Installation guide

29
Appendix C. PXE installation of
XenServer Host
This appendix describes setting up a TFTP server to enable PXE booting of XenServer Host
installations. It also describes the use of an XML answerfile, which allows you to perform unat-
tended installations.
C.1. Setting up the PXE boot environment
To create a PXE environment, you need:
a TFTP server to enable PXE booting
a DHCP server to provide IP addresses to the systems that are going to PXE-boot
an NFS, FTP, or HTTP server to house the installation files
These can all co-exist on the same server, or be distributed on different servers on the network.
Additionally, each system that you want to PXE boot and install the XenServer on needs a PXE
boot-enabled Ethernet card.
The following steps assume that the Linux server or servers you will use have RPM support.
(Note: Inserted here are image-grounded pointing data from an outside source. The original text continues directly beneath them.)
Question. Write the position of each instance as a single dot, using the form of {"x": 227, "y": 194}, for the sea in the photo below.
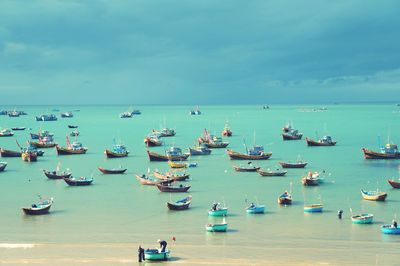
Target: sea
{"x": 103, "y": 224}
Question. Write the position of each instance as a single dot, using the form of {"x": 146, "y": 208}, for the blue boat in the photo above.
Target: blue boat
{"x": 390, "y": 229}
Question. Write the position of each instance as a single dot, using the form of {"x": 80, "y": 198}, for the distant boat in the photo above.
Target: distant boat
{"x": 40, "y": 208}
{"x": 179, "y": 205}
{"x": 373, "y": 195}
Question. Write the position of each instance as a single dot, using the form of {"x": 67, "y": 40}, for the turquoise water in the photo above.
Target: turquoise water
{"x": 104, "y": 223}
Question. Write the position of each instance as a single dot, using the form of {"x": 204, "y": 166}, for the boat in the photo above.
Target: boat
{"x": 42, "y": 207}
{"x": 325, "y": 141}
{"x": 362, "y": 218}
{"x": 199, "y": 150}
{"x": 6, "y": 133}
{"x": 218, "y": 210}
{"x": 8, "y": 153}
{"x": 255, "y": 153}
{"x": 394, "y": 183}
{"x": 172, "y": 188}
{"x": 313, "y": 208}
{"x": 179, "y": 205}
{"x": 298, "y": 164}
{"x": 74, "y": 148}
{"x": 152, "y": 141}
{"x": 390, "y": 229}
{"x": 390, "y": 151}
{"x": 112, "y": 171}
{"x": 255, "y": 209}
{"x": 217, "y": 227}
{"x": 82, "y": 181}
{"x": 44, "y": 117}
{"x": 3, "y": 166}
{"x": 156, "y": 255}
{"x": 285, "y": 198}
{"x": 56, "y": 174}
{"x": 373, "y": 195}
{"x": 173, "y": 154}
{"x": 18, "y": 128}
{"x": 269, "y": 172}
{"x": 118, "y": 150}
{"x": 171, "y": 175}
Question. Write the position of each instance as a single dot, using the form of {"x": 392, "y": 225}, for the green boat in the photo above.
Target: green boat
{"x": 155, "y": 254}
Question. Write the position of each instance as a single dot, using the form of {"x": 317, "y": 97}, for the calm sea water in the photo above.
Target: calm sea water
{"x": 102, "y": 224}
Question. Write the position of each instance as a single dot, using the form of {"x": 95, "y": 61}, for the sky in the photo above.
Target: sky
{"x": 199, "y": 52}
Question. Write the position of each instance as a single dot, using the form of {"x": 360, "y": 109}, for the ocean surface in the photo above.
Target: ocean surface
{"x": 104, "y": 223}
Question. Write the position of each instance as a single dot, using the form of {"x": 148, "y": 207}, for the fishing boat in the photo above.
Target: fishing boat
{"x": 269, "y": 172}
{"x": 285, "y": 198}
{"x": 390, "y": 151}
{"x": 394, "y": 183}
{"x": 9, "y": 153}
{"x": 172, "y": 188}
{"x": 218, "y": 210}
{"x": 313, "y": 208}
{"x": 152, "y": 141}
{"x": 179, "y": 205}
{"x": 118, "y": 150}
{"x": 217, "y": 227}
{"x": 199, "y": 150}
{"x": 156, "y": 255}
{"x": 173, "y": 154}
{"x": 171, "y": 175}
{"x": 44, "y": 117}
{"x": 362, "y": 218}
{"x": 42, "y": 207}
{"x": 82, "y": 181}
{"x": 6, "y": 132}
{"x": 390, "y": 229}
{"x": 3, "y": 166}
{"x": 72, "y": 148}
{"x": 18, "y": 128}
{"x": 325, "y": 141}
{"x": 57, "y": 174}
{"x": 298, "y": 164}
{"x": 255, "y": 209}
{"x": 112, "y": 171}
{"x": 373, "y": 195}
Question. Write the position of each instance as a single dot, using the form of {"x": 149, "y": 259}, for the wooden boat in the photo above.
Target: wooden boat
{"x": 3, "y": 166}
{"x": 172, "y": 188}
{"x": 8, "y": 153}
{"x": 373, "y": 195}
{"x": 179, "y": 205}
{"x": 156, "y": 255}
{"x": 82, "y": 181}
{"x": 255, "y": 209}
{"x": 215, "y": 227}
{"x": 176, "y": 176}
{"x": 42, "y": 207}
{"x": 390, "y": 151}
{"x": 393, "y": 183}
{"x": 362, "y": 218}
{"x": 313, "y": 208}
{"x": 298, "y": 164}
{"x": 248, "y": 168}
{"x": 325, "y": 141}
{"x": 112, "y": 171}
{"x": 118, "y": 151}
{"x": 173, "y": 154}
{"x": 271, "y": 173}
{"x": 390, "y": 229}
{"x": 56, "y": 174}
{"x": 285, "y": 198}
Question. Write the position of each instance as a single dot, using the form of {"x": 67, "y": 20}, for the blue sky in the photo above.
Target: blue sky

Procedure C.1. To set up a TFTP server for PXE booting
1. TFTP requires SYSLINUX 3.11 or above. SYSLINUX is a collection of boot loaders for the
Linux operating system which operates on Linux EXT2/EXT3 file systems, MS-DOS FAT
file systems, network servers using PXE firmware, and CD-ROMs. Make sure you have
SYSLINUX version 3.11 or above installed on your system with the command
#rpm -q syslinux
If you have a earlier version, you can download an appropriate later version from ftp://
ftp.kernel.org/pub/linux/utils/boot/syslinux/RPMS/i386/, then install it
using the command
#rpm -Uvh syslinux.-.rpm
2. Check if the tftp server package is installed:
#rpm -q tftp-server
If not, use system-config-packages and install.